Na verdade, a invasão que é a penetração gradual e ampla dos bárbaros não só se processa HORIZONTALMENTE pela penetração no território civilizado, mas também VERTICALMENTE, que é a que penetra pela cultura, solapando os seus fundamentos, e preparando o caminho à corrupção mais fácil do ciclo cultural, como aconteceu no fim do império romano, e como começa a acontecer agora entre nós."

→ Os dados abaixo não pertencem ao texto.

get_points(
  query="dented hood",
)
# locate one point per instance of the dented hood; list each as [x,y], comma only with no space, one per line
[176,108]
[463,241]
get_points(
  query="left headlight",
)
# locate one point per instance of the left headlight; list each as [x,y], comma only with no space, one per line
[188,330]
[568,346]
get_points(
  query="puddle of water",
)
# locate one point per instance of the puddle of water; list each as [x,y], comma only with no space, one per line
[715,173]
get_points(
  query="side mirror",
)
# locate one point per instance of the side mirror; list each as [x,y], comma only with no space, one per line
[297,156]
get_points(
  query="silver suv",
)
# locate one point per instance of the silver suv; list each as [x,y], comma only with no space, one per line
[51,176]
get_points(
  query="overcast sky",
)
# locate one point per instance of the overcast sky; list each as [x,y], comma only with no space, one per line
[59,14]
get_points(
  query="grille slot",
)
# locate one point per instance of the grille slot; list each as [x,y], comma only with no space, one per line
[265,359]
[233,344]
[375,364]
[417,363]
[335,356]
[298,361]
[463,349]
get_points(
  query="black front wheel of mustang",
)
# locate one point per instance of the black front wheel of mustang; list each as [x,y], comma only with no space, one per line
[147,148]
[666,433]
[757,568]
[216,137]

Livro A Invasão Vertical dos Bárbaros
Livro A Invasão Vertical dos Bárbaros
Pelo filósofo Mário Ferrreira dos Santos, 1967
Um texto ruim. No entanto, uma boa luz que revela, no palco, um cenário verdadeiramente incrível. Mas, de fato, o texto é ruim. Poder-se-ia tomar refúgio nos clássicos. “Mas os clássicos são ininteligíveis”, expressaria descontente um ser mais obtuso, que tampouco entenderia se os lesse. E por não entender, acreditaria que a sua imbecilidade se propaga no infinito. Entretanto, nos referimos a um imbecil consciente que, por isso, de forma bem natural, passa a julgar saber as coisas através da própria ignorância, e isto, pitorescamente, lhe traz a certeza de um delirante complexo de superioridade. Esta é a razão pela qual se subestima o público, dando-lhe sempre o que há de pior.

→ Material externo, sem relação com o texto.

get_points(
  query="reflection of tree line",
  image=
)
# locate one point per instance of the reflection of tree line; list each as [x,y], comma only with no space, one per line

Não se têm o que dizer. Muito menos o que ensinar. Mas se tem o espaço, a verba pública, um teatro restaurado através da obra super-faturada e… ah, uma boa luz que revela, no palco, um cenário verdadeiramente incrível. Já que o texto é ruim, a intenção é chocar com vulgaridades que já não chocam mais ninguém. Pois ainda há quem fique chocado com palavras infames e pessoas nuas? O texto é ruim, mas não faria diferença se fosse bom. Já que nada entendem, resolvem se expressar tirando as roupas. Às vezes, menos ousados, contentam-se em pintar o nariz e fazer malabarismos.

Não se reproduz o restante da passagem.